State regulatory sandbox laws are increasing, with Nevada and Utah also permitting developers of innovative financial products and services to conduct test programs in those states.

What happened

State regulators, through the CSBS, are continuing their efforts to streamline the licensing process for nonbanks such as fintech companies. The CSBS announced in late June that 23 states now have signed on to an agreement under which they will coordinate the licensing review process for MSBs and others seeking a state license. This is an increase over the seven states that initially signed on to the agreement in February 2018, and the CSBS hopes more will join the compact.

Pursuant to the agreement, when one state conducts a review of common licensing requirements, such as the business plan, background checks of the direct and indirect owners, financial information and compliance with the anti-money laundering provisions of the Bank Secrecy Act, the other participating states will accept the findings and limit their own review to state-specific elements.

Fifteen companies are involved in a pilot of the initiative, the CSBS said, and have already received a total of 72 licenses. Participating states include California, Connecticut, Georgia, Iowa, Idaho, Illinois, Kansas, Kentucky, Louisiana, Massachusetts, Mississippi, North Carolina, North Dakota, Nebraska, Ohio, Rhode Island, South Dakota, Texas, Tennessee, Utah, Vermont, Washington and Wyoming.

Joining Arizona and Wyoming, Nevada passed a law creating a sandbox program that permits participants to test products on state consumers with some relief from statutory and regulatory requirements for financial products and services.

Pursuant to Senate Bill 161, not more than 5,000 consumers may be provided the product or service during the two-year period of participation in the program. After two years, a participant may ask for an extension in order to apply for a license or other authorization required for the product or service to continue operations in the state.

Certain disclosures are required to consumers, including that the participant does not hold a license for the product or service outside of the program (if applicable). Participants must also provide consumers with a means of submitting complaints.

Oversight will be provided by the Director of the Department of Business and Industry. This includes mandating additional disclosures to consumers, granting permission for the number of consumers receiving the product or service to increase to 7,500, and establishing reporting requirements for participants.

The legislation took immediate effect for administrative purposes with full application set for January 1, 2020.

Not to be outdone, Utah’s new sandbox program recently took effect, freeing participants from some state licensing and regulatory requirements for a two-year period to test new products in the state. Federal laws and state criminal laws remain applicable to participants, who must apply via the Department of Commerce.

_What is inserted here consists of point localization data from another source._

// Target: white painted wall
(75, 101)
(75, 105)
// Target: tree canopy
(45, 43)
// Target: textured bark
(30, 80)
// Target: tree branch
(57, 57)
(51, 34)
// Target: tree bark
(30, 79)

Similar to the Nevada program, Utah imposed disclosure requirements and set a two-year period for participation. At the end of the period, participants need to either request a six-month extension to obtain the necessary approvals to continue offering their product or service in the state or stop providing it. 

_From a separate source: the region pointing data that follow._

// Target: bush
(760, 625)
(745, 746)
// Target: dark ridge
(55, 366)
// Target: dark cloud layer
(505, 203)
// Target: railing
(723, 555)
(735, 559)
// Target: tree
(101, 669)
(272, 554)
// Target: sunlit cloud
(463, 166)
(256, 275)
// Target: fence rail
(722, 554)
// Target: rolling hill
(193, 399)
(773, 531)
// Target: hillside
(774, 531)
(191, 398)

Unlike Nevada’s law, House Bill 378 did not cap the number of consumers who can receive their product or service from participants, although the Department may impose a limit on a case-by-case basis.

The new law took effect on May 13.

To read Nevada’s law, click here.

To read Utah’s law, click here.

Why it matters

It is encouraging that the CSBS is continuing its work to streamline the multistate application process by encouraging states to sign its Multistate Licensing Agreement. Hopefully, this arrangement will speed the process for applicants and reduce duplicative efforts by states. This initiative is part of the group’s Vision 2020 initiatives which are aimed at coordinating regulatory oversight for nonbank financial services providers. This is consistent with efforts by the states to position themselves as the preferred bodies to regulate nonbanks that offer financial products and services.

Although some states have been quite critical of the sandbox concept, it is encouraging to see more establish such programs.  Federal regulators also have embraced sandboxes.  Last year, the Consumer Financial Protection Bureau (CFPB) pitched a “Disclosure Sandbox” aimed at encouraging trial disclosure programs, while the Office of the Comptroller of the Currency (OCC) proposed a program that would allow banks to obtain input from the regulator during the testing phase of a new product or service.